During my time in Texas, I was also able to spend some time at Camp Bullis in San Antonio, Texas. Although my trip here was short, we met amazing people on base such as Jim Peterson, Natural Resource Manager and Shannon Carrasco, Natural Resources Specialist. Both of them joined us to see how the surveys are conducted and they also shared their experiences with wildlife management. It has been exciting to meet so many people that want to get involved with this project and help create and protect monarch butterflies and other pollinator habitat. I really enjoyed seeing the pollinator garden Jim had started to put together. He actually was able to save a couple milkweed plants and managed to relocate them to the pollinator garden before they got mowed over. We found 2 instars on these milkweed plants, one 4th and one 5th instar. Another highlight from this project was spotting another milkweed species, Green Comet Milkweed (A.viridiflora). Although a lot of the milkweed plants we were finding were either Antelope Horn (A. asperula) or Green Antelope horn (A.viridis) it was always thrilling to see. After my time in Texas I was set to head to Oklahoma, again. 

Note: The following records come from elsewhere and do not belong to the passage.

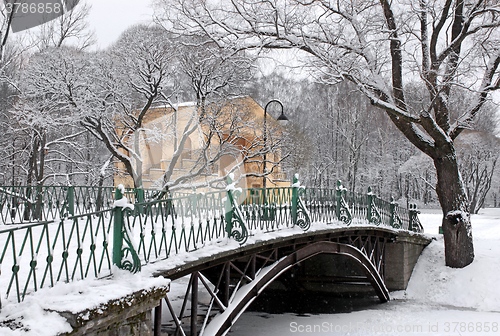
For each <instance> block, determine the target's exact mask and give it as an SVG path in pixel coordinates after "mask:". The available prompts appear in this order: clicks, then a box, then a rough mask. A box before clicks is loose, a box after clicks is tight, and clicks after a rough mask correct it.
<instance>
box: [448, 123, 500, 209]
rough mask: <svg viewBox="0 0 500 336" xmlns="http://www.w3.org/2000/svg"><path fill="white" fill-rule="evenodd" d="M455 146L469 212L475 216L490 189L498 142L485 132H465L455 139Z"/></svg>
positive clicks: (487, 193)
mask: <svg viewBox="0 0 500 336" xmlns="http://www.w3.org/2000/svg"><path fill="white" fill-rule="evenodd" d="M456 146H457V152H458V157H459V162H460V171H461V173H462V176H463V179H464V183H465V187H466V190H467V195H468V196H469V202H470V210H471V212H472V213H475V214H476V213H478V211H479V209H481V208H482V207H483V204H484V201H485V199H486V195H487V194H488V192H489V191H490V188H491V184H492V180H493V173H494V172H495V168H496V163H497V160H498V156H499V154H500V140H499V139H498V138H496V137H495V136H492V135H491V134H488V133H486V132H471V131H466V132H463V133H462V134H461V136H460V137H458V138H457V141H456Z"/></svg>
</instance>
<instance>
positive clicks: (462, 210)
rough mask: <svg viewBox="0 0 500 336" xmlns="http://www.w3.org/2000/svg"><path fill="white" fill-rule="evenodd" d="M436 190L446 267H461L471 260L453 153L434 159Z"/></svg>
mask: <svg viewBox="0 0 500 336" xmlns="http://www.w3.org/2000/svg"><path fill="white" fill-rule="evenodd" d="M434 166H435V167H436V171H437V177H438V182H437V186H436V192H437V195H438V198H439V203H440V204H441V208H442V210H443V224H442V225H443V235H444V248H445V256H446V266H449V267H454V268H461V267H465V266H467V265H469V264H470V263H471V262H472V261H473V260H474V246H473V240H472V227H471V222H470V211H469V202H468V199H467V193H466V192H465V188H464V185H463V181H462V177H461V176H460V171H459V169H458V163H457V158H456V155H455V154H454V153H451V154H449V155H446V156H444V155H443V156H440V157H437V158H435V159H434Z"/></svg>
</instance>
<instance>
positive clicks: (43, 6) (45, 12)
mask: <svg viewBox="0 0 500 336" xmlns="http://www.w3.org/2000/svg"><path fill="white" fill-rule="evenodd" d="M79 2H80V0H3V4H4V13H5V14H4V15H5V17H7V18H8V19H9V21H10V26H11V28H12V31H13V32H14V33H17V32H20V31H22V30H26V29H30V28H33V27H36V26H39V25H41V24H44V23H46V22H49V21H51V20H54V19H56V18H58V17H60V16H62V15H63V14H64V13H66V12H68V11H71V10H72V9H73V8H74V7H75V6H76V5H78V3H79Z"/></svg>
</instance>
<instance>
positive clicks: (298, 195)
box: [292, 174, 311, 231]
mask: <svg viewBox="0 0 500 336" xmlns="http://www.w3.org/2000/svg"><path fill="white" fill-rule="evenodd" d="M292 182H293V184H292V222H293V224H294V225H297V226H298V227H300V228H301V229H302V230H304V231H307V230H309V228H310V227H311V216H310V215H309V210H307V208H306V206H305V204H304V201H302V195H305V188H304V187H303V186H301V185H300V183H299V176H298V175H297V174H295V175H294V176H293V180H292Z"/></svg>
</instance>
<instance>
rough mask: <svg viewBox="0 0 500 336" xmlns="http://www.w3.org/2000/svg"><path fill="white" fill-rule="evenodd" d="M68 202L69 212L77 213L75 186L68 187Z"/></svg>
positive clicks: (67, 194) (67, 196)
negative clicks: (75, 205)
mask: <svg viewBox="0 0 500 336" xmlns="http://www.w3.org/2000/svg"><path fill="white" fill-rule="evenodd" d="M66 202H68V214H70V215H71V216H74V215H75V187H73V186H71V187H68V194H67V195H66Z"/></svg>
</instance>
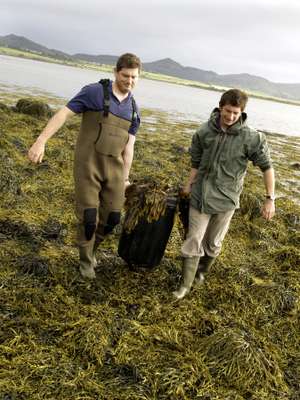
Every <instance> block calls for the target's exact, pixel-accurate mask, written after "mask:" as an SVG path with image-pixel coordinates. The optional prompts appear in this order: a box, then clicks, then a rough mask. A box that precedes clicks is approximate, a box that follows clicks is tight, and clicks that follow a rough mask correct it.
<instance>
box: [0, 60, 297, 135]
mask: <svg viewBox="0 0 300 400" xmlns="http://www.w3.org/2000/svg"><path fill="white" fill-rule="evenodd" d="M103 77H112V75H111V74H109V73H105V72H98V71H92V70H88V69H82V68H76V67H70V66H65V65H59V64H52V63H46V62H41V61H33V60H26V59H22V58H16V57H9V56H0V90H2V91H10V90H15V91H16V90H18V89H20V88H21V89H23V90H24V89H26V90H27V91H28V92H29V93H36V92H38V93H40V92H41V91H46V92H47V93H48V94H52V95H55V96H59V97H61V98H65V99H68V98H70V97H72V96H74V95H75V94H76V93H77V92H78V91H79V90H80V88H81V87H82V86H84V85H86V84H88V83H90V82H96V81H98V80H99V79H101V78H103ZM135 95H136V98H137V100H138V104H139V105H140V107H141V108H152V109H159V110H163V111H166V112H168V113H169V114H170V116H172V118H174V119H175V120H177V121H184V120H185V121H186V120H191V121H196V122H198V121H199V122H201V121H204V120H206V119H207V118H208V117H209V114H210V112H211V110H212V109H213V108H214V107H215V106H217V105H218V101H219V98H220V93H219V92H214V91H210V90H203V89H198V88H193V87H187V86H181V85H176V84H171V83H166V82H159V81H151V80H148V79H141V80H140V82H139V84H138V85H137V87H136V89H135ZM299 111H300V108H299V106H295V105H290V104H283V103H277V102H272V101H267V100H260V99H255V98H251V99H250V100H249V104H248V107H247V113H248V116H249V124H250V125H251V126H253V127H254V128H256V129H260V130H264V131H268V132H278V133H282V134H286V135H291V136H300V112H299Z"/></svg>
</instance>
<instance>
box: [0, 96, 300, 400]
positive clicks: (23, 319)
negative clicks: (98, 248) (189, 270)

Back to where I started my journey, in Lawton, Oklahoma. I had the pleasure of coming back to survey at Fort Sill for the rest of May. The first time I came to Oklahoma, it looked very different. The sky was gloomy and very little to no flowers were seen. This time around, the grass is green, more wildflowers are out and it feels familiar but different. It is interesting to think what a difference just a few months can make. There were so many wildflowers in bloom, although there were very few monarch butterflies and larvae sightings, I am hopeful because Fort Sill has great habitat for monarchs and other pollinators. Another highpoint was spotting another milkweed species at Ft. Sill, Engelman’s milkweed (A.engelmanniana), I almost missed it because the leaves are so thin and not very noticeable, but once I saw the flowers blooming I knew it was a milkweed. Overall, I am grateful for the help and knowledge that Russell Martin and Vici White, Natural Resource Managers, shared with me during my time at Fort Sill.